Friday, May 17, 2013

The habit is to fight myself.  I'd like to let that go now.  I'm the only one I'll ever be with for the entirety of my life.  Why do I need to fight me?  That can only lead to grudges down the line.


Friday, May 10, 2013

Seeping

So here I am, just beginning to feel drowsy again at 2:37 in the morning.  This afternoon I got home early from work and immediately passed out, staying asleep for a solid 5 hours.  During these hours I had profound dreams of beautiful release - grudges were allowed to be gone from my body.  I dreamed that a man I had felt belittled by and defensive towards confessed deeply painful experiences he was harboring, and I held him as he cried in my arms.  I dreamed that the moon was a glowing Goddess I called Khali and she spoke to me kindly.  I dreamed angrily that my mom was trying to intrude upon my space and in the midst of physically resisting her entry (both of us pushing on opposite sides of my bedroom door), realized what I was doing and let go.  I still put up arms as if to box with her, but I awoke before it came to blows.

Now I'm sitting in my living room, listening to my downstairs neighbors have raucous sex and feeling the house shake with their orgasm.  It sounds like great fun they're having.  I hope sex can be that fun for me someday.  The thought of it sends erotic pulsations through my body, so I know that something wants to wake up.  All in good time, I suppose.  Nothing good is ever done in haste.

The guidance I am getting is that I just need to relax and let God inhabit my body.  I suppose that by distinguishing myself from God is the very thing that keeps that inhabitation from occurring immediately.  I'll let You in when I'm good and ready, ok?

I know that things are happening under the surface.  Shifting, moving things.  Emotions are flowing and I am more sensitive than ever.  Any little bit of resistance on my part is noticed quickly and I am becoming so appreciative of my emotions as guidance signals.  I very easily turned down a job offer that seemed in theory to be a good move, but which didn't feel very good to me at all, even before the interview was conducted.  When I trust these feelings and follow their guidance, they become ever clearer to me and I find them to be more and more helpful.  I am getting more into the flow.

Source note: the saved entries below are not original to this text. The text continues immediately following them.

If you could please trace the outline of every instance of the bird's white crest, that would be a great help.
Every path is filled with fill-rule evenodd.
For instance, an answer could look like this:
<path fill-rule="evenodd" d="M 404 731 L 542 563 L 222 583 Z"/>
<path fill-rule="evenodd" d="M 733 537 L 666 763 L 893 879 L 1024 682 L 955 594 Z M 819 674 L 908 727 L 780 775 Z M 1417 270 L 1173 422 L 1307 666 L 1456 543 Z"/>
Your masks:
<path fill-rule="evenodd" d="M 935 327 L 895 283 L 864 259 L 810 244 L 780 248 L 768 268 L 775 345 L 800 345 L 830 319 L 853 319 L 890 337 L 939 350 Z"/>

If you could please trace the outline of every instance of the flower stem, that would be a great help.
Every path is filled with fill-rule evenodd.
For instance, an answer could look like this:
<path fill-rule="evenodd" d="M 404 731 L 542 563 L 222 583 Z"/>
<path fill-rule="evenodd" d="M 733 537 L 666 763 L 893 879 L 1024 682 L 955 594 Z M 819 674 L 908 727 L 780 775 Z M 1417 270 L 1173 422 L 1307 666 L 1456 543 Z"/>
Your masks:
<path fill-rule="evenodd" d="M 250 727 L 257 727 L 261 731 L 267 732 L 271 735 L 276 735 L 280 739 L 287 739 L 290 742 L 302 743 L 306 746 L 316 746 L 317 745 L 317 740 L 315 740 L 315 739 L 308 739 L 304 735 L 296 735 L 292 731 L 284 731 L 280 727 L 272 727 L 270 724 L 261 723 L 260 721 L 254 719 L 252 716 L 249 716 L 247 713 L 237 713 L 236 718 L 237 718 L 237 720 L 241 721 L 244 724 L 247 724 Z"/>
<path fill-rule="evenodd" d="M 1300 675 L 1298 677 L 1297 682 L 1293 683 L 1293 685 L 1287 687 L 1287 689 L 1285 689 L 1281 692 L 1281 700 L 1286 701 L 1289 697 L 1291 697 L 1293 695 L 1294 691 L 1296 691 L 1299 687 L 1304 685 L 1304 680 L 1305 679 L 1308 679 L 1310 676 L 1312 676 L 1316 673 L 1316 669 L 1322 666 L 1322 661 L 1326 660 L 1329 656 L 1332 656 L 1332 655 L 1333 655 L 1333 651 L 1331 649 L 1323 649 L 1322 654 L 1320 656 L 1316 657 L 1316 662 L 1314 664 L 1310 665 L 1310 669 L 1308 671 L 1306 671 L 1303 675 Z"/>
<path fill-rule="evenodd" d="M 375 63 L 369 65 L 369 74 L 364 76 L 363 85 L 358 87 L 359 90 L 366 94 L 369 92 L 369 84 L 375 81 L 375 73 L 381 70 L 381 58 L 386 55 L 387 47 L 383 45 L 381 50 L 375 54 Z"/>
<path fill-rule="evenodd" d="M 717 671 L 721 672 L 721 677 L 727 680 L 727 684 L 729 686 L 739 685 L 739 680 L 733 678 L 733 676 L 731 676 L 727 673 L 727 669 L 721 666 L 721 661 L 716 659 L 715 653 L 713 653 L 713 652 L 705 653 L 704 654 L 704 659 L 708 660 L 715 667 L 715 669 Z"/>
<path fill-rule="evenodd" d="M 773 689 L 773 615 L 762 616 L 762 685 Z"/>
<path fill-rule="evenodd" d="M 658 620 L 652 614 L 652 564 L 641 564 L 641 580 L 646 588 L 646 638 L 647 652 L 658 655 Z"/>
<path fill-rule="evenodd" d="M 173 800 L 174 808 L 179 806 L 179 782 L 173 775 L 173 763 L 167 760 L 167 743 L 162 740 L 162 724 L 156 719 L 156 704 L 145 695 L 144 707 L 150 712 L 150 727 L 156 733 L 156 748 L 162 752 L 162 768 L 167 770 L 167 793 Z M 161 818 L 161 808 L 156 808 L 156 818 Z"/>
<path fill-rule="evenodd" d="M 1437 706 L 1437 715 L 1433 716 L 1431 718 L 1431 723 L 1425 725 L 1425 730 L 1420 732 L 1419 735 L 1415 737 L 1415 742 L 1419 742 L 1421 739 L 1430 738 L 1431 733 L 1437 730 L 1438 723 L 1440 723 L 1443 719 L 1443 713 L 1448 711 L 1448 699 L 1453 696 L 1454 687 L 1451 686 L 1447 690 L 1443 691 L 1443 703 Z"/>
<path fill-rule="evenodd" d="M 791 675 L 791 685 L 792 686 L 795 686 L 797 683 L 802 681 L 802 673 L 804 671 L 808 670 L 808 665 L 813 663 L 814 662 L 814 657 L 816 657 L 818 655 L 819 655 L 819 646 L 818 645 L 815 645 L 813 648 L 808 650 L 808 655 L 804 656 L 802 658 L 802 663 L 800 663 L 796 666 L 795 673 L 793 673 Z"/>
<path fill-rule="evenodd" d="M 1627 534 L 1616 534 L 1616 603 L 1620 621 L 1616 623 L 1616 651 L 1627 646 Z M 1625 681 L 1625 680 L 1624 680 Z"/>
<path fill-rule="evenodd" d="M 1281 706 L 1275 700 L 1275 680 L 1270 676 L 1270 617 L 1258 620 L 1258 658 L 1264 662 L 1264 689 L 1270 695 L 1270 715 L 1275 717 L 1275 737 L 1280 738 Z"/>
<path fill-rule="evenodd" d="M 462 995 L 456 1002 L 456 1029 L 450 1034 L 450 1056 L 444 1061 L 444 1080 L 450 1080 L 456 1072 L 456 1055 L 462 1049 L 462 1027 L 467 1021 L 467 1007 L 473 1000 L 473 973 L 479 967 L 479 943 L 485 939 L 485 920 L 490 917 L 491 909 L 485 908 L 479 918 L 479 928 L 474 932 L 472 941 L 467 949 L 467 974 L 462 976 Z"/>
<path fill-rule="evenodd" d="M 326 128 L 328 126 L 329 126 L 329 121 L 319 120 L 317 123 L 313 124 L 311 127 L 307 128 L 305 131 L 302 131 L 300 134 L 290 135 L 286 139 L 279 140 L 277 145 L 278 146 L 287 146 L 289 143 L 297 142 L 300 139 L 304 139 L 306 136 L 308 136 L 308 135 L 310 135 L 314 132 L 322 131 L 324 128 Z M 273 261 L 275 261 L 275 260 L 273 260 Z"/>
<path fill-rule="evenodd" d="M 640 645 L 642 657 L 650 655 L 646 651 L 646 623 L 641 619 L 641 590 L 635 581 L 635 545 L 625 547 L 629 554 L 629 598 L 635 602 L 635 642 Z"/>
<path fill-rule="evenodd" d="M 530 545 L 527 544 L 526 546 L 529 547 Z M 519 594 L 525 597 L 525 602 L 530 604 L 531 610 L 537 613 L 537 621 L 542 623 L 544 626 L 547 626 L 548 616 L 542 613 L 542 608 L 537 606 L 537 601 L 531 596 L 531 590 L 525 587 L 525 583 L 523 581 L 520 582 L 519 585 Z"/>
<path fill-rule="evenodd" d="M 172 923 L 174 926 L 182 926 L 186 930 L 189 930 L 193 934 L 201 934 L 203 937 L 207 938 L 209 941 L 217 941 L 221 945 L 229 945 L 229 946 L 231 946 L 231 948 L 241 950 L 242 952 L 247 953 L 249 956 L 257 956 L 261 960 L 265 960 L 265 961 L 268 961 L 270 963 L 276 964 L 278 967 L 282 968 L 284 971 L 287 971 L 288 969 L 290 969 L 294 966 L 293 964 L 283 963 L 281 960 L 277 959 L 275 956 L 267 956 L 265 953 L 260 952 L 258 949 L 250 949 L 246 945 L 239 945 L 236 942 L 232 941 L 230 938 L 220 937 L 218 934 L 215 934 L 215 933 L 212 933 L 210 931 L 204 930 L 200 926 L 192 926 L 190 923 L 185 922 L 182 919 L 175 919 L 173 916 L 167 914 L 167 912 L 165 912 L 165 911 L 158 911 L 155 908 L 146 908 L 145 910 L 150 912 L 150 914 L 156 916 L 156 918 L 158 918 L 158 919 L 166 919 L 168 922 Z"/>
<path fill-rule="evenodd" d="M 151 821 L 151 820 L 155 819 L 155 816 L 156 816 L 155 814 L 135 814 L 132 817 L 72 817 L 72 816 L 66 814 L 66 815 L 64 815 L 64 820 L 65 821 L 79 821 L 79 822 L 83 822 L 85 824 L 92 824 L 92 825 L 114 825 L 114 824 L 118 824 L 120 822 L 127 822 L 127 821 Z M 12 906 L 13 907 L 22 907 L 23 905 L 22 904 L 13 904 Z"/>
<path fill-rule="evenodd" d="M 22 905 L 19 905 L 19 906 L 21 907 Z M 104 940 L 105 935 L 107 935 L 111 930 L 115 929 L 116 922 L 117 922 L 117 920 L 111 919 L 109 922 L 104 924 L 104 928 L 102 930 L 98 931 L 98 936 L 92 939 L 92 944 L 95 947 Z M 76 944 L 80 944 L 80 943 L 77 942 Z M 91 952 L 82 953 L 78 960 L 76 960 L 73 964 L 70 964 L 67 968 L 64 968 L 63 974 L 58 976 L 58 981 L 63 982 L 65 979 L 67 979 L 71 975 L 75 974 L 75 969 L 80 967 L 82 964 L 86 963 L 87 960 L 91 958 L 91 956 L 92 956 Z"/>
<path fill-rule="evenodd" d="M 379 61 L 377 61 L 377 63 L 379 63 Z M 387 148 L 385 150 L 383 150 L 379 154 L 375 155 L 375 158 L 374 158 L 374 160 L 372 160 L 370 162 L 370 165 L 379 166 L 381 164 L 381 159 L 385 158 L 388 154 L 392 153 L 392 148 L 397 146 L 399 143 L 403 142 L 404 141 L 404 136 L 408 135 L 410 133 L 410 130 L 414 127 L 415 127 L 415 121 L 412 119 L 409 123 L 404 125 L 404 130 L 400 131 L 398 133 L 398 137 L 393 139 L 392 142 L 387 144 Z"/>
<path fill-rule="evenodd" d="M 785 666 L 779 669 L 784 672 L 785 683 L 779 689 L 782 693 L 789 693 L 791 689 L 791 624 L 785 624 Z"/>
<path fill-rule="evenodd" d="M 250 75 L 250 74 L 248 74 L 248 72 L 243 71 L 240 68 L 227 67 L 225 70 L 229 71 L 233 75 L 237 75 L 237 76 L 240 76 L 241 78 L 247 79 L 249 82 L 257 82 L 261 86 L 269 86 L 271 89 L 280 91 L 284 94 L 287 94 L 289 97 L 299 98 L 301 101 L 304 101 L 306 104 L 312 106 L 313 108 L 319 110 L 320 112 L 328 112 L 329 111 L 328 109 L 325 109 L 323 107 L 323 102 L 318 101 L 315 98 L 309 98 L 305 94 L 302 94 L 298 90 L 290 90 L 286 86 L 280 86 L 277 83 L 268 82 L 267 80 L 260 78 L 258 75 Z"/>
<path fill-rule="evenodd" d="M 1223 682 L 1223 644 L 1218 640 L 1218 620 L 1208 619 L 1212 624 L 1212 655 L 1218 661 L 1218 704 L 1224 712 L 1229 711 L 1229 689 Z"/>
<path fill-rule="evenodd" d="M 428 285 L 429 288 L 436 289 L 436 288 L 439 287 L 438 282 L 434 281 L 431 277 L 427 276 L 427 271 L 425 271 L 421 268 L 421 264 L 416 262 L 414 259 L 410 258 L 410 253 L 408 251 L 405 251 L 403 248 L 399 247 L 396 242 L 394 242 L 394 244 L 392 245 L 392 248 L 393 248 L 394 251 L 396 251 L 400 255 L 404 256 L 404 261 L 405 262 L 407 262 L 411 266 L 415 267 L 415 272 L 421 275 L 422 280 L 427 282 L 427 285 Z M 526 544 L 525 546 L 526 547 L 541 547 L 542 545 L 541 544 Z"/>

The deeper I go into my body, the more I find myself able to relax.  It's a truly wonderful sensation.  I'm so thankful for this knowing that is finally seeping into me.

Love,
Phoenix

Tuesday, May 7, 2013

From whom all blessings flow

So much emotion is swimming through me these days.  Right now in particular, I'm finding it difficult to solidify the feelings into words and cohesion.

For so long I have clung to an archaic idea of passion and "love."  However, in contrast to the blissful calm and serenity I had been experiencing lately, this "passion" feels horrible.  I feel like I'm being tossed about on the waves of internal dialogue, telling so-and-so all the things I'll never be able to say to him out loud.  Imagining all the ways in which we could interact romantically, and then trying so hard to hold it all back, knowing that he doesn't want the same from me.  What a chaotic vibration!

I'm becoming ready to let it all smooth out again.  How wonderful it is to become so clear that when something old and out-of-whack arises, it is very obvious and easy to feel, and quick to resolve.

Everything is going right for me, and I do have the power to weather this storm.  It will pass, and I can feel it ebbing already.  I am cared for and Loved beyond any human capacity to imagine, and every chance I get I want to let in a little bit more of that.

God, thank you for this knowing.  Thank you for this day of ease and prayers answered.  The burger was delicious!